Over the years, wise theatre-goers have learned that it is impossible to pigeon-hole the plays of Alan Ayckbourn. But there was a time when the more jaundiced tended to regard him as “too clever by half”. A Trip to Scarborough is one of the few Ayckbourn plays where this judgement could be based on something more substantial than envy.

Originally staged in 1982, A Trip to Scarborough is fiendishly ingenious. Described as “variations on the original play by R.B. Sheridan”, it contains three different plots, periods and sets of characters. Set just before Christmas in the Royal Hotel, Scarborough, it merges the present-day (partially re-written for this production) 1942 and 1800, each with the same hotel clerk and porter and nine other actors in various roles.

The main 2007 story-line involves a scam (the true nature of which is cleverly withheld until the closing moments) to do with the sale of the original manuscript of the Sheridan play. In 1942 the drunken exploits of Flight Lieutenant Faversham occupy centre-stage, but the strongest plot-line is the suspicious disappearance of the wife of Major Loveless after a theatre trip (to see A Trip to Scarborough, naturally).

The 1800 scenes are a truncated version of Sheridan’s play, concentrating on Tom Fashion’s outwitting of Lord Foppington for the hand of Miss Hoyden. In a final inspired conflation of the periods, a 21st century costume ball finds the characters from 1800 and 2007 in identical costumes, distinguished only by gesture and accent.

Michael Holt’s stylish set converts the auditorium’s aisles into the Royal’s main staircase and, under the author’s direction, an excellent cast of Scarborough regulars switch roles with fearless nonchalance. Terence Booth’s lispingly affected Lord Foppington sits alongside a suave chancer of an art dealer and a brief comedy turn as a Private Walker-ish spiv. Richard Stacey impresses as the resourceful Tom Fashion, an alcoholic fighter ace and a sex-chasing conference delegate. Katie Foster-Barnes is a delight as rebellious teenager, grieving wife and irrepressible Hoyden and elevates racing upstairs to an art form.

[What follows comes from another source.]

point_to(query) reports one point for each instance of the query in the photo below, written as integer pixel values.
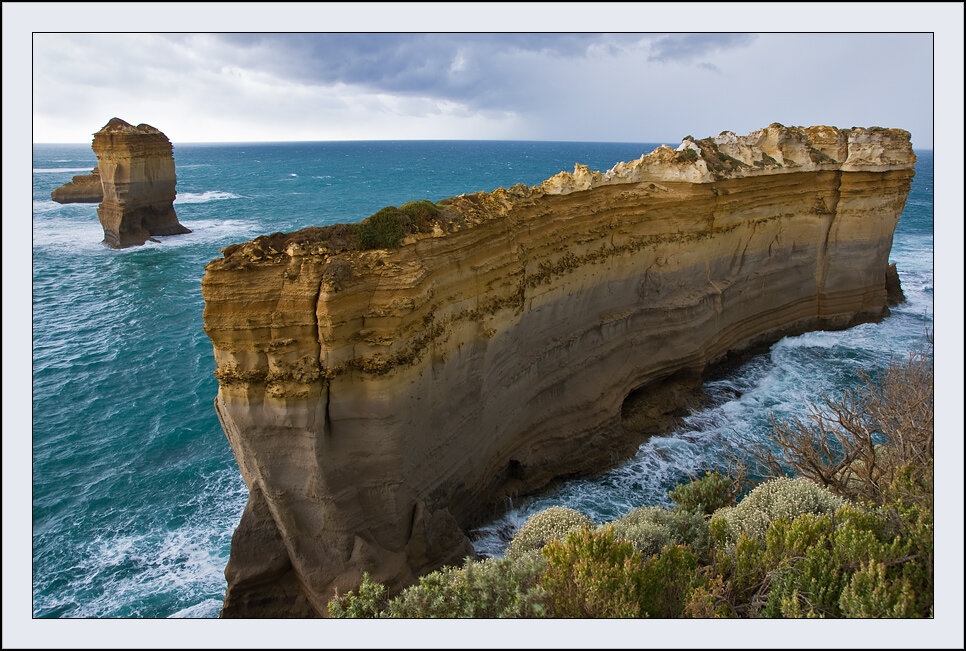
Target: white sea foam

All is in place for an exhilarating evening’s theatre – and yet, somehow, it doesn’t quite fire. Perhaps it’s a question of exposition. The Sheridan scenes lack context and it’s not easy to absorb the relationships of 29 characters in a play of only two hours acting time. As a result the audience is constantly trying to work out who is who and too much expository dialogue lends some scenes a most un-Ayckbourn-like stiffness.